Whetting their fans’ appetite for
new material, Nine Inch Nails are back to blast us with their dark-hearted
anthems – including a phenomenal four nights at Brixton Academy.
Frontman Trent Reznor is looking forward to hitting the road and giving the
people what they want.
Considering the gaps between tours
in the ‘90s and early ‘00s, it feels like you were just here…
Trent: “Yeah, we were in
Europe
comparatively recently and we’ve done another tour in the States since then, so
we’ve been on the road a lot. Overall we’re more popular in the States than
anywhere else and that’s partly because we’ve never properly toured abroad, for
a number of reasons. So when this opportunity came up, we thought it was time to
start doing some legwork and not make it just every five or 10 years, which
isn’t fair to the fans we have over there.”
Is the live show still as important
to you as when you were a younger band?
Trent: I don’t like to
think about things from a marketing perspective, but when a record’s done I
have to think about how we’re going to alert the world to its existence. We
don’t get played on MTV or the radio anymore, and I don’t even care about that,
but the live show is something that I really think is good and I just want to
get out there and work on it.”
Is the new material going to lend
itself well to a live setting?
Trent: Probably not
(laughs)! The tour that we have coming up will have a little bit of new stuff
but it’s not the focus of it and there’s a couple of reasons for that. The
first one is that the record won’t be out yet and ultimately, I do want to give
people what they want. As a fan who goes to see bands, certainly when I was
growing up, it’s kind of a bummer when it’s all just new album stuff. There are
songs people expect to hear and I want to give them that.”

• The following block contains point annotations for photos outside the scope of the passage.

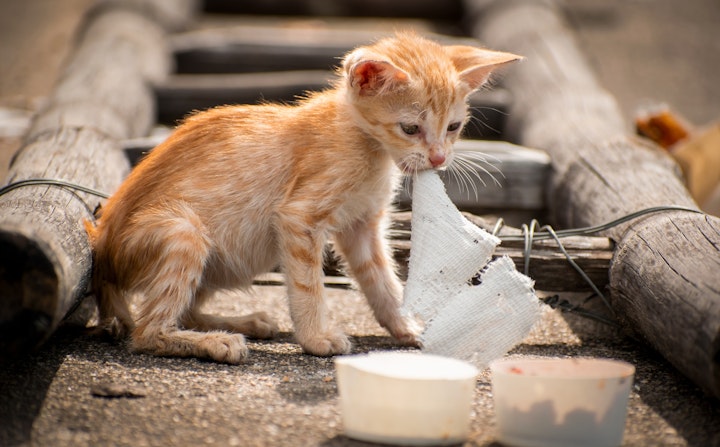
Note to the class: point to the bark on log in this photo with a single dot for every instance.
(102, 96)
(664, 278)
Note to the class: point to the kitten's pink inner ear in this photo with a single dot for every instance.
(475, 64)
(372, 77)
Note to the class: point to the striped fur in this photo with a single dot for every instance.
(238, 190)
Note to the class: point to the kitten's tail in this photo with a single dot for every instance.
(114, 316)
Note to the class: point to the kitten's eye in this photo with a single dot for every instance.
(454, 126)
(410, 129)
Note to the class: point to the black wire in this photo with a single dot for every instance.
(51, 182)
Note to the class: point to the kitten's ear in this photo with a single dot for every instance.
(476, 64)
(371, 77)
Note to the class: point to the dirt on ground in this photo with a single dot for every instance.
(81, 390)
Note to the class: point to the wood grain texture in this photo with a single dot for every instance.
(663, 279)
(102, 97)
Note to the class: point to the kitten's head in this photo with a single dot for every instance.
(410, 94)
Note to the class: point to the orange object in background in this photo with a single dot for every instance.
(696, 151)
(661, 126)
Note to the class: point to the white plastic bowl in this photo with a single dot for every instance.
(561, 402)
(405, 397)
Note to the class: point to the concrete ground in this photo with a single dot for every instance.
(78, 390)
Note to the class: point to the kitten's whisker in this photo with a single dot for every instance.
(484, 121)
(469, 175)
(476, 161)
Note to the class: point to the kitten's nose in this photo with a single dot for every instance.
(437, 158)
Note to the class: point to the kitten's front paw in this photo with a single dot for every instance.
(223, 347)
(407, 333)
(327, 344)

With the new record recorded pretty
much on your own, is this the right line-up for playing it live anyway?
Trent: “After the
summer, when we continue this thing I may put together a different kind of band
or different instrumentation that might incorporate a better way to play the
new stuff. I’ve always thought of the record and the live band as separate
things and it’s been rewarding for me to treat the studio as an instrument and
do it that ways this time around. The next step is for me to see if the songs
are strong enough to reinterpret into a live setting – we don’t just try to
sound like the record, we try to make it it’s own thing, it’s a visceral,
engaging experience.”
Do you have to build in an extra
budget to cover all the damage you wreak?
Trent: “I guess we do, I
don’t like to think about that but someone figures those things out. Accidents
happen, so we try to plan for the accidental bumping of a guitar here and there.”